Draghi sceglie Bernabè per portare Ilva fuori dalle secche

di Giovanni Pons

La richiesta è arrivata da Mario Draghi in persona, visto che i due si conoscono dal lontano 1972. Segno che il presidente del Consiglio sta prendendo in mano i dossier più scottanti dell’economia per cercare di imprimere una sterzata rispetto alle indicazioni dei precedenti inquilini di Palazzo Chigi. E Franco Bernabè, ex ad dell’Eni negli anni ’90 e per ben due volte ad di Telecom Italia tra il 1999  eil 2013, non ha potuto opporre un rifiuto, anche se il compito appare gravoso.

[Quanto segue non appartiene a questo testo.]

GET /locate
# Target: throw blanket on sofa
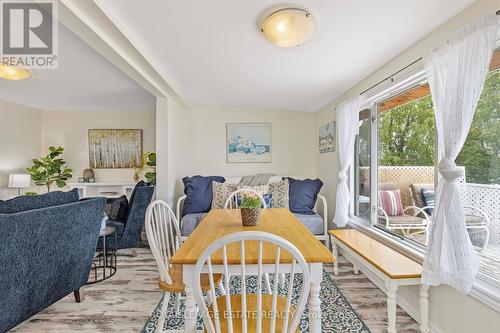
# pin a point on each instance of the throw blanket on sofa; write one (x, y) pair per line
(255, 180)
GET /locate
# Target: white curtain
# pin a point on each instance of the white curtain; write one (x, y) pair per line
(347, 124)
(456, 72)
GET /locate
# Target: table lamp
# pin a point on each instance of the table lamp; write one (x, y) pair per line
(19, 181)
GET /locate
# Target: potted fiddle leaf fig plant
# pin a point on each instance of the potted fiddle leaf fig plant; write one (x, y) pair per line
(50, 169)
(250, 209)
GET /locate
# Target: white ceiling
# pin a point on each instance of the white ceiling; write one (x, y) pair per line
(84, 81)
(214, 54)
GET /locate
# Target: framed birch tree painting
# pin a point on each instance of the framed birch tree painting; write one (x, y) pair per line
(115, 148)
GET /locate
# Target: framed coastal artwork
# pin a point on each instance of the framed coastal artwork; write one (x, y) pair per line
(327, 137)
(248, 142)
(115, 148)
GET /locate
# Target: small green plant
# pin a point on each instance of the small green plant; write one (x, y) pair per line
(151, 175)
(50, 169)
(250, 201)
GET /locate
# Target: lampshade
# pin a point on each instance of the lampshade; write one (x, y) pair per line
(18, 180)
(288, 27)
(14, 72)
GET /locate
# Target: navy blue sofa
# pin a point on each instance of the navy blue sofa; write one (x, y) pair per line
(46, 254)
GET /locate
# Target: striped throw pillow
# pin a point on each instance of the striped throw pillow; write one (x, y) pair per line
(390, 202)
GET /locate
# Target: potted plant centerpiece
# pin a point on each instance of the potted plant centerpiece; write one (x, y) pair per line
(250, 209)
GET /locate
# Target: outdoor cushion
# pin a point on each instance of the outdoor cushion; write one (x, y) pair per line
(119, 225)
(30, 202)
(390, 202)
(405, 219)
(473, 219)
(416, 193)
(189, 222)
(428, 199)
(198, 190)
(303, 195)
(314, 223)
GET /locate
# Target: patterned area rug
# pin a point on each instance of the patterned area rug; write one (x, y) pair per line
(337, 314)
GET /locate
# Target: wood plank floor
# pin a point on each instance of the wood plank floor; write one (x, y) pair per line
(124, 302)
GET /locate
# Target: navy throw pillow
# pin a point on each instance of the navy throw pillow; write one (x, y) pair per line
(30, 202)
(303, 194)
(198, 190)
(428, 199)
(119, 208)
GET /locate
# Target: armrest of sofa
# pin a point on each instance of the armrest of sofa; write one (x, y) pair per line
(178, 210)
(323, 211)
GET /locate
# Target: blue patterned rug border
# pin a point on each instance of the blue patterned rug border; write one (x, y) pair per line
(338, 314)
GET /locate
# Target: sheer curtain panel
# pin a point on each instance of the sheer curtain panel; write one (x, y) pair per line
(347, 124)
(456, 72)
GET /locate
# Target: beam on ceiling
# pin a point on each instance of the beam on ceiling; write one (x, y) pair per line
(87, 20)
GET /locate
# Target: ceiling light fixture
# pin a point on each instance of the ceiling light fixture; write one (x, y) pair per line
(14, 73)
(288, 27)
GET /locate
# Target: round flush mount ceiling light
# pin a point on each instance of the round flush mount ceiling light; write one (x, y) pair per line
(288, 27)
(14, 73)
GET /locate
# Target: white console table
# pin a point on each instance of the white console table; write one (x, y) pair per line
(109, 190)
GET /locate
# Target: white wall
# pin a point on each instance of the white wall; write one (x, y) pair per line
(69, 129)
(197, 142)
(20, 133)
(450, 312)
(292, 139)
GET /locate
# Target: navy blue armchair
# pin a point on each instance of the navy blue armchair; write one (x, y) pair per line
(128, 232)
(46, 254)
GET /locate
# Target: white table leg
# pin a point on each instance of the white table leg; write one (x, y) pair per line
(424, 308)
(335, 252)
(191, 311)
(316, 271)
(355, 267)
(392, 290)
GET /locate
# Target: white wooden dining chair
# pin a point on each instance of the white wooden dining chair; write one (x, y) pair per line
(164, 239)
(232, 199)
(232, 203)
(252, 312)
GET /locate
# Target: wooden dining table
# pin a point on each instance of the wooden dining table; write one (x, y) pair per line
(278, 221)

Da presidente di Ilva dovrà infatti coordinarsi con l’amministratore delegato e indirizzare le scelte per cercare di far uscire dalle secche l’acciaieria più importante d’Europa. La svolta dovrebbe arrivare a maggio quando il Ministero dell’Economia sbloccherà i 400 milioni con cui Invitalia parteciperà all’aumento di capitale di Am InvestCo – la società di ArcelorMittal che gestisce gli impianti siderurgici – diventandone socia al 40%. In virtù di questa quota la società guidata da Domenico Arcuri potrà designare tre persone per il nuovo consiglio di amministrazione, tra cui il futuro presidente, mentre al gruppo franco-indiano, a cui rimarrà una partecipazione del 60%, spetteranno altri tre consiglieri tra cui indicare l’amministratore delegato. 

La vera questione, a questo punto, è se il gruppo guidato da Lakshmi Mittal vorrà confermare nel ruolo di capoazienda Lucia Morselli, a un anno e mezzo di distanza dalla sua designazione. In effetti la manager cresciuta alla scuola di Franco Tatò si è fatta conoscere in questo periodo per una gestione dal pugno di ferro che ha portato dei risultati gestionali di tutto rispetto ma anche molti malumori.

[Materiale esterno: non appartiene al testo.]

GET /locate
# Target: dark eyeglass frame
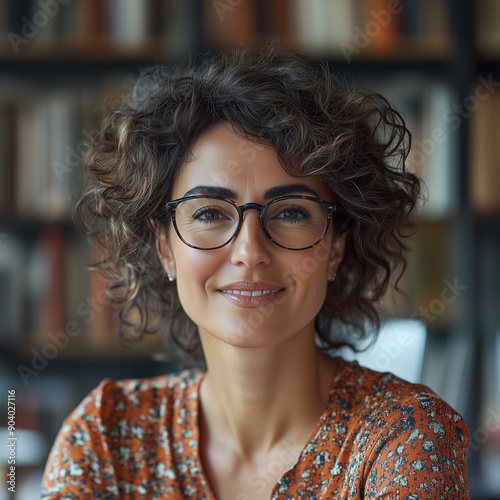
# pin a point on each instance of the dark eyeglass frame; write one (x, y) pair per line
(330, 208)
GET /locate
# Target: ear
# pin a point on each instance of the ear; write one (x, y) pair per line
(336, 253)
(163, 248)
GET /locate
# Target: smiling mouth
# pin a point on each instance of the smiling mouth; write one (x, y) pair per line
(254, 293)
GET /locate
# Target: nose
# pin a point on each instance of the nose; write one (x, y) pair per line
(251, 246)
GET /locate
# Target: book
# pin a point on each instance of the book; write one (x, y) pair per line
(485, 156)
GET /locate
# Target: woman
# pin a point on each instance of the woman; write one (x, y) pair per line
(257, 207)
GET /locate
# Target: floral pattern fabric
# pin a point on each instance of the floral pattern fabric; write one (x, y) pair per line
(379, 437)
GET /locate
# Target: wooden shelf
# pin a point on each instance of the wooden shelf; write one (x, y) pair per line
(98, 50)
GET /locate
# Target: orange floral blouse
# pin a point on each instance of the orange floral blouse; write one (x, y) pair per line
(379, 437)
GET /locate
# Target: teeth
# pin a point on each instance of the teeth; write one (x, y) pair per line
(255, 293)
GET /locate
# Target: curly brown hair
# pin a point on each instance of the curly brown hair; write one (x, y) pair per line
(352, 139)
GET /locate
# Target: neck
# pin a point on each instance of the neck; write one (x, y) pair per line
(255, 400)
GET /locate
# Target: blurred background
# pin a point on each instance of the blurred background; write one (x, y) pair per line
(63, 62)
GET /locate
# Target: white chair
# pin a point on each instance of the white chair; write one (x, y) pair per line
(399, 349)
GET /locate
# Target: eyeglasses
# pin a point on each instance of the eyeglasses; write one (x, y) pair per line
(211, 222)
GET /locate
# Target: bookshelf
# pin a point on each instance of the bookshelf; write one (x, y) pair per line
(427, 56)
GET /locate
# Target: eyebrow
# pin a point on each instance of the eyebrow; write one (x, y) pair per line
(274, 192)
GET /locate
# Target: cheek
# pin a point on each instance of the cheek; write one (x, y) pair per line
(194, 269)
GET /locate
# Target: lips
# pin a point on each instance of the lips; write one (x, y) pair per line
(251, 294)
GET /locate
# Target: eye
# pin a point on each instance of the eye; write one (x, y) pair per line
(209, 215)
(293, 214)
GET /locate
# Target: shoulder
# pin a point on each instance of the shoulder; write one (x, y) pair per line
(114, 422)
(386, 402)
(403, 434)
(115, 399)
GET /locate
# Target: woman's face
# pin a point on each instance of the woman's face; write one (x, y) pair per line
(297, 279)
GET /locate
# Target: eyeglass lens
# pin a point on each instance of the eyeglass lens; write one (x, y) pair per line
(209, 223)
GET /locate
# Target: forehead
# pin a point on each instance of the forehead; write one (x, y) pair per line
(221, 157)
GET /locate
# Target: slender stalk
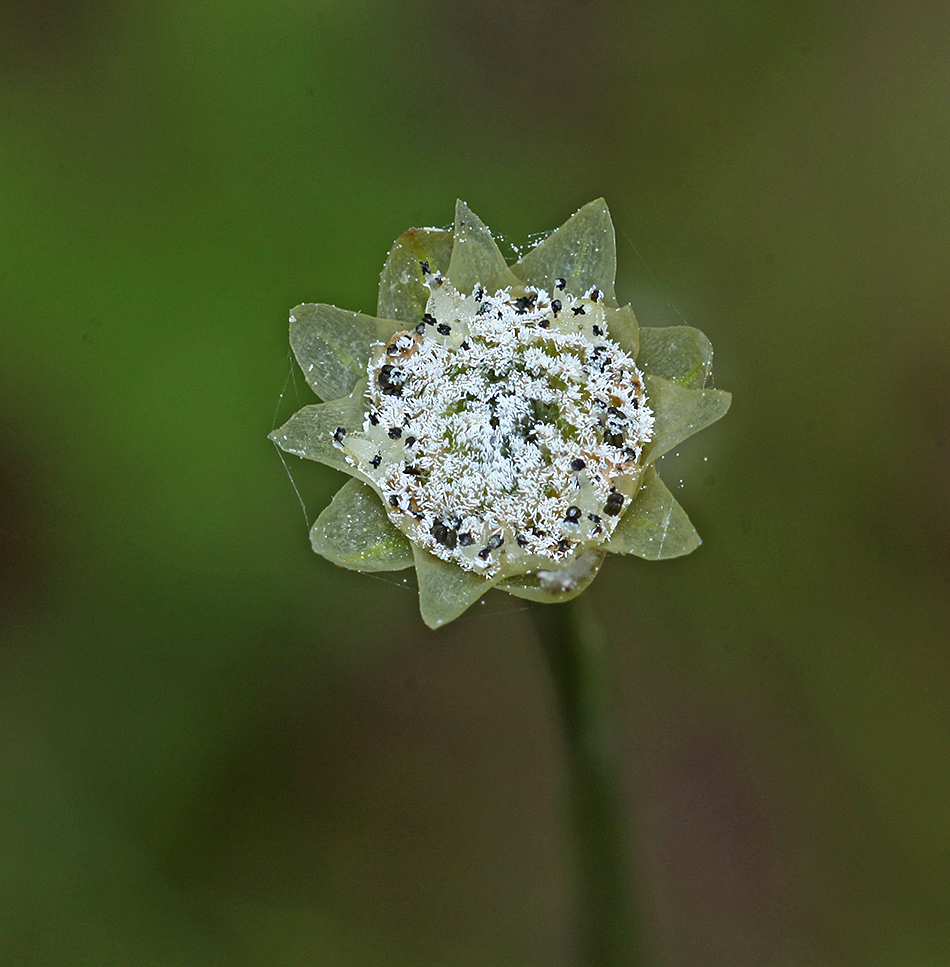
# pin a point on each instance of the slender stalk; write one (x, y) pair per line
(576, 652)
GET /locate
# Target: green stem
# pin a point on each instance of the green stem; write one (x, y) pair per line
(576, 651)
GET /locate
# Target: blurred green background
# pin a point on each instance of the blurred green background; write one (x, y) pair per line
(216, 748)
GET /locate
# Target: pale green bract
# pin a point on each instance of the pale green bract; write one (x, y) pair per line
(342, 355)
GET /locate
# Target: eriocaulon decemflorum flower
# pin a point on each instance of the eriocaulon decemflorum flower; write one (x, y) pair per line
(501, 423)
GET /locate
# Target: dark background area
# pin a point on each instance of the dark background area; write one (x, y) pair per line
(218, 749)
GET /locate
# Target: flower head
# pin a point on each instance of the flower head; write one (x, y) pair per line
(501, 423)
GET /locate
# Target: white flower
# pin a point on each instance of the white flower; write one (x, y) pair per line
(501, 423)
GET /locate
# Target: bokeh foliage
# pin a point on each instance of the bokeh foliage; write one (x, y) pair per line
(218, 749)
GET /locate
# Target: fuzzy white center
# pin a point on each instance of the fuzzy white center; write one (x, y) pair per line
(497, 429)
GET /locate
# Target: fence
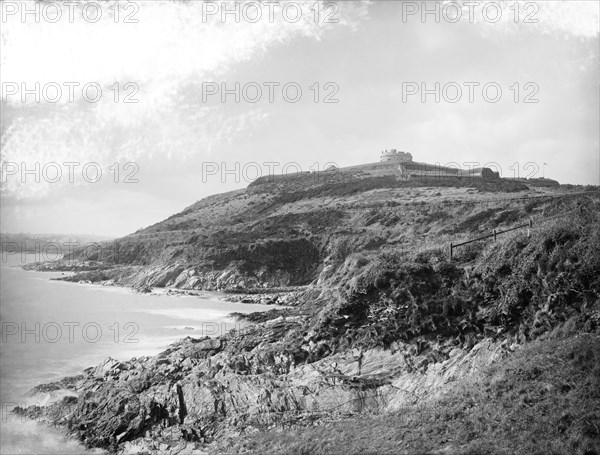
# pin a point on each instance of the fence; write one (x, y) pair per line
(496, 233)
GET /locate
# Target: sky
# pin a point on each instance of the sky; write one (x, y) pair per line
(514, 85)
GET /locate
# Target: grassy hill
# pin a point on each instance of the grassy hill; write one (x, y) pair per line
(390, 346)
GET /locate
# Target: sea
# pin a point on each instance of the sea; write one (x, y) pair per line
(51, 329)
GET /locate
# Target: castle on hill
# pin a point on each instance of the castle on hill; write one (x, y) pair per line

Seguendo le orme del suo mentore ha tagliato i costi sia a livello manageriale, respingendo le richieste di inserimento nelle prime linee di uomini targati ArcelorMittal tranne il direttore finanziario, sia a livello di personale operativo, gestendo la Cassa Integrazione Covid in modo da minimizzare gli esborsi. Molti sacrifici per la forza lavoro, dunque, giustificati da una domanda di acciaio che nel periodo più buio della pandemia è crollata del 70%. Ma dall’altro lato il suo carattere brusco ha esasperato gli animi, reso più tese le relazioni sindacali, i rapporti con i fornitori e quelli con le istituzioni.

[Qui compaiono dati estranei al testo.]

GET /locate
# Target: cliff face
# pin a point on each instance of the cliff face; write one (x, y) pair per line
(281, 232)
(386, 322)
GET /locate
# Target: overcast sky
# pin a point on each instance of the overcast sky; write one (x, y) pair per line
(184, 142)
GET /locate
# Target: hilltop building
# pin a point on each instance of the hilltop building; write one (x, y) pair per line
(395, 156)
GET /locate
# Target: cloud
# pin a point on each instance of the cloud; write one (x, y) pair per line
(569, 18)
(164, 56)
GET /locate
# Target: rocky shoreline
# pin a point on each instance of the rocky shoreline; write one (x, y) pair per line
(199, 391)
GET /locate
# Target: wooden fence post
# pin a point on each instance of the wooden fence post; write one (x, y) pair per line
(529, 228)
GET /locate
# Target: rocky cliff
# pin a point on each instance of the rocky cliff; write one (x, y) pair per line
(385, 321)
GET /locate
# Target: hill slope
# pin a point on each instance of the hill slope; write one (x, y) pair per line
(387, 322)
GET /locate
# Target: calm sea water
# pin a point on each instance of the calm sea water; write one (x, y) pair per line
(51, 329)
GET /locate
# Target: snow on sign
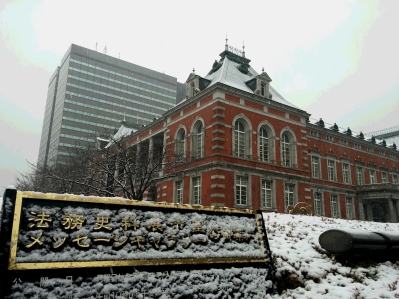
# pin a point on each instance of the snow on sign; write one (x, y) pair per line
(95, 247)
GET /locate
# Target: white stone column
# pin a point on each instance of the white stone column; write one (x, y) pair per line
(138, 154)
(391, 212)
(361, 210)
(369, 212)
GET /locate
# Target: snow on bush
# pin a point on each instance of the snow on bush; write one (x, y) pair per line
(305, 270)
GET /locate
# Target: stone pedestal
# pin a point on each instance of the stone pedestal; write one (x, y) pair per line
(369, 212)
(392, 212)
(361, 211)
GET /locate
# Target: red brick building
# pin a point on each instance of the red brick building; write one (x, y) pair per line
(237, 142)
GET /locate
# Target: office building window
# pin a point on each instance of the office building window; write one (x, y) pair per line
(266, 194)
(317, 204)
(197, 190)
(241, 190)
(372, 176)
(289, 195)
(179, 192)
(315, 167)
(331, 170)
(345, 173)
(349, 208)
(334, 205)
(359, 175)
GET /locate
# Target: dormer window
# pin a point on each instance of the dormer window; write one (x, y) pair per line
(262, 89)
(260, 85)
(192, 93)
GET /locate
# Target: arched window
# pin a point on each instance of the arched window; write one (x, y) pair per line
(286, 150)
(180, 151)
(197, 148)
(263, 145)
(239, 139)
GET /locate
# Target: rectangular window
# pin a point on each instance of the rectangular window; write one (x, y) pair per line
(197, 190)
(179, 192)
(315, 167)
(317, 204)
(359, 175)
(334, 205)
(349, 208)
(239, 144)
(241, 190)
(384, 177)
(267, 194)
(331, 170)
(289, 195)
(345, 172)
(372, 176)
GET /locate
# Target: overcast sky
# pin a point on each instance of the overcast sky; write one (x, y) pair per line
(338, 60)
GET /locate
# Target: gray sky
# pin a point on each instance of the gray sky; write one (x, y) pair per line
(335, 59)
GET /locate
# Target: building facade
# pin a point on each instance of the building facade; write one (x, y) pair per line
(236, 142)
(90, 93)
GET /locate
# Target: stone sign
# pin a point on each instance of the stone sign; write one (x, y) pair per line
(89, 247)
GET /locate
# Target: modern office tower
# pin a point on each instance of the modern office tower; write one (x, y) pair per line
(89, 95)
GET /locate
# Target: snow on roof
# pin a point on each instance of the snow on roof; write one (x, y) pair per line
(122, 132)
(229, 74)
(299, 258)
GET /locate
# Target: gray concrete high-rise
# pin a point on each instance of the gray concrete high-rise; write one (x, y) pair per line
(90, 93)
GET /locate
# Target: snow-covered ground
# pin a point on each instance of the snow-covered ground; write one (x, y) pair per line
(305, 270)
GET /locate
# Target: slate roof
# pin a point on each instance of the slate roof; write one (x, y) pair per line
(229, 74)
(125, 130)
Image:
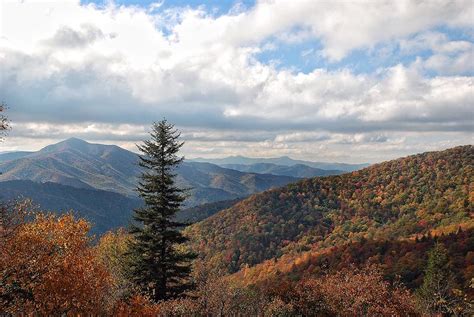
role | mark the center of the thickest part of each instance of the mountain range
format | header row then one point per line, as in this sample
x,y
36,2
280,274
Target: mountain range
x,y
98,181
282,161
79,164
298,170
387,213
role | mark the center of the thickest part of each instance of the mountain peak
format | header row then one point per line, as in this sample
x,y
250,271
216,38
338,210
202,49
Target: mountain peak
x,y
71,143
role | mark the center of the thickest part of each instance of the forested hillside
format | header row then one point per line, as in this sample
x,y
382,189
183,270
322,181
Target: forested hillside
x,y
103,209
80,164
395,200
298,170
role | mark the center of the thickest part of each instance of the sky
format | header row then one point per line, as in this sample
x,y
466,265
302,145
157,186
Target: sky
x,y
345,81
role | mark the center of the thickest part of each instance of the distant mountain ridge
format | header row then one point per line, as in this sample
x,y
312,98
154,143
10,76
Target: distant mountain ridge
x,y
398,199
105,210
80,164
298,170
284,160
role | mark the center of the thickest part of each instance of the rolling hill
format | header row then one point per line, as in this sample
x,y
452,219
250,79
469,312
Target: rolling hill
x,y
396,200
282,161
105,210
298,170
79,164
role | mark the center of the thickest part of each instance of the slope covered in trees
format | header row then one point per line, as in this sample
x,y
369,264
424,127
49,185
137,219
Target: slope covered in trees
x,y
80,164
388,201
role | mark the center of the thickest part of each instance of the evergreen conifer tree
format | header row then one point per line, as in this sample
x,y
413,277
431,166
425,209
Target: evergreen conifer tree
x,y
435,294
158,267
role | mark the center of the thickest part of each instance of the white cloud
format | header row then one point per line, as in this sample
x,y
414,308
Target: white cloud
x,y
103,70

Esemplificativa in questo senso è l’ultima mossa per cui l’Ilva si è guadagnata le pagine dei giornali, con il licenziamento in tronco di un dipendente accusato di aver condiviso sui social un post sulla fiction Mediaset  “Svegliati amore mio”. La miniserie racconta una vicenda per molti aspetti analoga a quella del rione Tamburi di Taranto, dove la presenza del polo siderurgico, a ridosso delle abitazioni del quartiere, ha prodotto effetti devastanti sulla salute degli abitanti.